Recent news of the Jan. 21 Iranian trial of Christian Pastor Saeed Abedini before a Revolutionary Guard Court lit up social media and religious freedom activists and circles with sheer outrage over his plight and the rampant increase in Iran of persecution of religious minorities.  But is religious liberty and these litmus cases a priority for the leader of the free world?

Pastor Abedini did nothing more than convert form Islam to Christianity 13 years ago and begin preaching his message in an underground network of churches in Iran.  He then came to the US and became an American citizen raising his family in Idaho.  His family reported that he returned last fall to Iran to start an orphanage and was snatched from a bus by the Iranian regime on Sept. 26.  He was sent to the infamous Evin Prison in Tehran.  The regime's bogus claim?  He was undermining their authority and national security.

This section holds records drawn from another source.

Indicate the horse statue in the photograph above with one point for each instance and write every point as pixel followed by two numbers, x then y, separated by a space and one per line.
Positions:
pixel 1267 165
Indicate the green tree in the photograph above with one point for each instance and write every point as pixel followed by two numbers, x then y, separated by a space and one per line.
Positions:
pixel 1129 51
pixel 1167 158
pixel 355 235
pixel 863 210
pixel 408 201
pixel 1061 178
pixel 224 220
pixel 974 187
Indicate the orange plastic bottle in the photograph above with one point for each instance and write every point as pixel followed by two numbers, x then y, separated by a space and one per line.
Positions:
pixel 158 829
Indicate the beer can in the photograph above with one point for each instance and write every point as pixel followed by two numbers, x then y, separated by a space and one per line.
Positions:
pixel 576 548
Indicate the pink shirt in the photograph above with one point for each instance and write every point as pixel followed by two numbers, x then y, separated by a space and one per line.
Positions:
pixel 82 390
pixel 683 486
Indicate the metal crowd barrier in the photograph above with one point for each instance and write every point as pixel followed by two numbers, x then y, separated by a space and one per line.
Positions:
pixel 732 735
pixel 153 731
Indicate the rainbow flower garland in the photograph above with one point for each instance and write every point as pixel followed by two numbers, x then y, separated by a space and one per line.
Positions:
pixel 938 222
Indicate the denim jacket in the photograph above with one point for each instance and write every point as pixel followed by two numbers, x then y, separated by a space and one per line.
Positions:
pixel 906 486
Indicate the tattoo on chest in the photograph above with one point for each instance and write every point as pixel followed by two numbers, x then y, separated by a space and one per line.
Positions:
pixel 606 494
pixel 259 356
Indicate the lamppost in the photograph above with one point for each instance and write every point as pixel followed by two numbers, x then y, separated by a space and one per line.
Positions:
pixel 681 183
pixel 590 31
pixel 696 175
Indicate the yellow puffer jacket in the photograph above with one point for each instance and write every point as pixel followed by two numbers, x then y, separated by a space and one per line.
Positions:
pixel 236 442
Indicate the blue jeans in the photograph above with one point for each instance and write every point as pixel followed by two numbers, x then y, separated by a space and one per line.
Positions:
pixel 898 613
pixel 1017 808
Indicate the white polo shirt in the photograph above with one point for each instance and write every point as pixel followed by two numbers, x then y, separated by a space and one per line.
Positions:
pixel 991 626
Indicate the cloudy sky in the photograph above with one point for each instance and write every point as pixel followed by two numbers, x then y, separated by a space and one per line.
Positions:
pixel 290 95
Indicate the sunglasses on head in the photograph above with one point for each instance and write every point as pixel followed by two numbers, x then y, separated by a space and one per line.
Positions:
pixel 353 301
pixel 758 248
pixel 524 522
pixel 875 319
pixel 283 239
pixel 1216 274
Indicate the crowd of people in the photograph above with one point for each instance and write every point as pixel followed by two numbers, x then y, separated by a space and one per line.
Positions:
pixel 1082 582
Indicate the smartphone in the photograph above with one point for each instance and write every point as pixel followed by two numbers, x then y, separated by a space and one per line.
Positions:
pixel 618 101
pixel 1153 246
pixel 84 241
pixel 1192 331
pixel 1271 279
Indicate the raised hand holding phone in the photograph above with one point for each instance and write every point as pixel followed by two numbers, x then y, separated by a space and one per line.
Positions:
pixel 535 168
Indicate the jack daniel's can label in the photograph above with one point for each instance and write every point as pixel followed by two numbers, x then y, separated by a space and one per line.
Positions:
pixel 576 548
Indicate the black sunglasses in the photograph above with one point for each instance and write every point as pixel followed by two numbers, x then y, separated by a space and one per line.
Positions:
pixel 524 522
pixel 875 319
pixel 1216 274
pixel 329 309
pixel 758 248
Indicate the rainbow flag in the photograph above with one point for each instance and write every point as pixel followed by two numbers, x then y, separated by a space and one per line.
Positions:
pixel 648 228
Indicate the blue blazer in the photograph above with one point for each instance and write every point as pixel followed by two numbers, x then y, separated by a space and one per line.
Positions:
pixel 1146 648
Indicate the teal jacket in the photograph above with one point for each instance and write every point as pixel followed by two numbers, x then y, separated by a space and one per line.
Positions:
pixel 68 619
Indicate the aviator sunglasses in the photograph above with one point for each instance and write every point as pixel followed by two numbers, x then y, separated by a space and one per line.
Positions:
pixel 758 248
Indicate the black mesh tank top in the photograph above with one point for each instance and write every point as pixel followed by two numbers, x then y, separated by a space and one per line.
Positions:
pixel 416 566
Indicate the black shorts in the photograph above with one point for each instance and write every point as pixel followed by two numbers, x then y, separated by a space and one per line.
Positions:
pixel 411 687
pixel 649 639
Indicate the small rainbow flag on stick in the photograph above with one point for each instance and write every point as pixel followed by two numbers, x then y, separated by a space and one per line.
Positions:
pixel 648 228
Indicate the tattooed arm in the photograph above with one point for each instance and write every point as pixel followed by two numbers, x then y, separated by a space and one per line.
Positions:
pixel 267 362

Many of the claims from the Iranian State News Agency on this case and others have been proven false throughout.  Yet there has been little public repudiation from President Obama.

The judge assigned to the case has been sanctioned many times by the European Union for his court actions and sentences.  Pastor Saeed stands now convicted to 8 years in prison in an Iranian gulag.

With all the information known on this case, why the irresponsible neglect from the White House?  The administration embarrassingly could only muster a statement from spokesman Tommy Vietor saying, "We remain troubled by the case of US citizen Saeed Abedini, who was arrested by Iranian officials more than 3 months ago on charges relating to religious beliefs; we call upon Iranian authorities to release him immediately."

One cannot help but realize that even though our nation was founded on the "first freedom" being religious freedom, the defense of that freedom abroad is sadly no longer "first".  This seems especially true for this administration when the religious repression is found to be in the hands of Islamists - a theocratic form of fascism.

As a devout Muslim, relishing my American freedoms, I know that if the freedoms of Christians, Baha'is, Jews, Hindus, other Muslim sects or atheists are trampled upon, so too soon will mine.  In countries like Iran, the defense of religious freedom is the most accurate barometer upon which we can hold their nations regularly accountable to the Universal Declartion of Human Rights.  Yet, we run from the confrontation.  Is the White House fearful of confronting Iran?

History has shown that when Islamists see the defenders of freedom withdraw from conflict with their supremacist goals, they push forward even harder against religious minorities.

Paul Marshall recently laid out how flagrant and rampant these cases have become with now too many to court - including Pastor Yusef Madarkani, Pastor Vruir Avanessian, Behzad Taalipasand, and Mohammed-Reza Omidi to name a few of the ever growing number of Iranians and Americans persecuted in Iran.

This administration has proven over and over again to be unwilling to take on Islamist ideologies and defend their victims on the front lines.  Whether it be the Wahhabis of Saudi Arabia, the Muslim Brotherhood of Egypt, or the Khomeinists of Iran, the Obama White House has dodged any diplomatic engagement that pushes directly up against a confrontation between western values of freedom and liberty and Islamist values of theocracy and the empowerment of the shar'iah of the Islamic state.